Preconceitos – Rinaldo Silva Santos, a Everalda, nasceu no Alto da Gata em Lagarto, e desde os 10 anos se veste como mulher. Na época apenas recebeu o apoio e o nome de Everalda da sua saudosa mãe, a qual teve dois filhos homens mas que queria ter uma filha mulher. “Por isso que eu cuidei muito bem da minha mãe e a coloquei no meu lindo mausoléu”, acrescentou a diarista.

Contudo, aos 12 anos ela foi estuprada pelo seu padrinho. “Naquele tempo a minha mãe mandava eu acompanhar meu padrinho, daí um dia ele me levou para um lugar longe e me estuprou. Na hora um galho soltou, e a veia do meu reto estourou, quando me levaram pro hospital, ele disse que tinha sido uma cobra que tinha picado, mas o médico logo descobriu que se tratava de um estupro. Mas ele ficou do meu lado e prometeu que moraria comigo, e de fato ele morou por cinco anos. Se fosse hoje, ele pegaria uma cadeia miserável”, recordou-a.

Everalda passou por uma cirurgia para mudar de sexo há 10 anos, aquele foi o ano mais triste para ela porque não pôde desfilar no 7 de setembro. “Se disser que vai chegar setembro e eu não vou desfilar, é uma tristeza que me dá. Quando me operei, eu não desfilei. Achei que ia morrer.”, falou a transexual.

Contudo, ela ainda não compreende porque a sociedade a olha com os mesmos olhos de antigamente. “A sociedade ainda me ver com descriminação, eu nunca vesti roupa de homem, eu só me visto de mulher. O povo me ver assim há 67 e ainda fica assombrado”, comenta.

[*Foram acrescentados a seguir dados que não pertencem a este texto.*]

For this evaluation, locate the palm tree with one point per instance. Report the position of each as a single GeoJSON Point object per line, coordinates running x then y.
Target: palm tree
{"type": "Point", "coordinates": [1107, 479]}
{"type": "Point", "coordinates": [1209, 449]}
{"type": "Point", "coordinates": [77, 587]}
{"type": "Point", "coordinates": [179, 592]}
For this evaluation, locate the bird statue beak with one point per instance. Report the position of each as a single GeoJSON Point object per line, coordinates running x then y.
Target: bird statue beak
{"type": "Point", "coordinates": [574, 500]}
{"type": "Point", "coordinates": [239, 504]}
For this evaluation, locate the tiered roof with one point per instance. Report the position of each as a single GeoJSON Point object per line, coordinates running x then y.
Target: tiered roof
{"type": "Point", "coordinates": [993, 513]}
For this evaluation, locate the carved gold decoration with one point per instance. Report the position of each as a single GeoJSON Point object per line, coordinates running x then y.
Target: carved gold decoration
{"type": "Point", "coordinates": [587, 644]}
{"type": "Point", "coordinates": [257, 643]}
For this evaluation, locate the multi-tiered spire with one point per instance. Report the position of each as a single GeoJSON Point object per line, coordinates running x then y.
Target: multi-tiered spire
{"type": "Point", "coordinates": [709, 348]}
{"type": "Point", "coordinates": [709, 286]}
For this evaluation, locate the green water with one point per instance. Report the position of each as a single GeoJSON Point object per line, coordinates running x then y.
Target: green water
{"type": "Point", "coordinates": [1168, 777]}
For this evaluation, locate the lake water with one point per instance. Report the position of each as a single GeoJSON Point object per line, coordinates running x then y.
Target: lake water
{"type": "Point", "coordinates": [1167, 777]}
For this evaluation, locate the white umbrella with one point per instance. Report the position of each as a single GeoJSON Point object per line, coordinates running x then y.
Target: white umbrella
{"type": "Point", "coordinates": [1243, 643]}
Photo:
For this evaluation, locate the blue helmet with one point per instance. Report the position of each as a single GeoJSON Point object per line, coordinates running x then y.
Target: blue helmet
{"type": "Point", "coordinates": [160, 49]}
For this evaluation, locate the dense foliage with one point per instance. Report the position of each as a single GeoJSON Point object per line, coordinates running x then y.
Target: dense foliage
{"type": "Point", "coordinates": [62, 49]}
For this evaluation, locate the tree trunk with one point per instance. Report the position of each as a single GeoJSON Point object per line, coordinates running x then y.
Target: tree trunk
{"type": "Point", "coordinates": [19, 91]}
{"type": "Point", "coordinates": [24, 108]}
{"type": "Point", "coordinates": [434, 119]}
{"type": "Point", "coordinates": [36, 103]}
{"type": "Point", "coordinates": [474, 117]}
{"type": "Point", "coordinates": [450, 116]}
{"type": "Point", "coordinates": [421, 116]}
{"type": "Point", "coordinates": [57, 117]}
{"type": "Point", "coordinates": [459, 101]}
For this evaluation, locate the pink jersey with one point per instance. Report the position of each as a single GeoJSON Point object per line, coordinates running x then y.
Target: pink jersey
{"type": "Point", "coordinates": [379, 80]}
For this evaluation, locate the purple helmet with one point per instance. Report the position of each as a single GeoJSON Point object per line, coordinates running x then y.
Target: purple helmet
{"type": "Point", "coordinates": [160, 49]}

Sonhos – Apesar de só enxergar apenas por um olho, ter perdido dois dedos durante uma descarga elétrica sofrida enquanto trabalhava no Palácio do Governo da Bahia e ter contraído o diabetes há três anos, Everalda ainda sonha em desfilar como porta-bandeira.

“Eu quero tanto desfilar de porta-bandeira, mas fui olhar o preço da fantasia na internet e vi que custa em torno de R$ 2.000,00. Tomara que algum amigo meu mande uma carta para a Eliana ou pro Geraldo Luiz e eu consiga realizar esse sonho de entrar na avenida como porta bandeira”, disse a esperançosa.

Everalda também sonha em ter um funeral típico dos grandes chefes de Estado. Para realizar tal façanha, ela doou a sua casa em troca de um mausoléu – feito ao seu gosto – no Cemitério Senhor do Bomfim. Questionada sobre a cerimonia, ela disse que já tem tudo pronto, que o caixão já foi comprado, que a Lira Popular de Lagarto tocará e que não quer flores no caixão, porém deseja que todos estejam alegres e sorrindo.

Ela também destacou que quer que um avião de guerra jogue flores durante o seu velório. “Vou deixar uns R$ 10 ou R$ 30 mil na mão de uma pessoa para ver se ela bota esse avião para detonar”, adiantou Everalda.

A Rainha do Folclore já foi roceira, rombeira, lavadeira, vendedora de picolé e padeira, mas pretende continuar trabalhando até seus últimos dias, pois acredita que não será feliz após a aposentadoria. Uma reportagem não é capaz de contar toda a vida desta figura da cultura lagartense, pois como ela mesma diz: “a minha história é longa”, finalizou Everalda.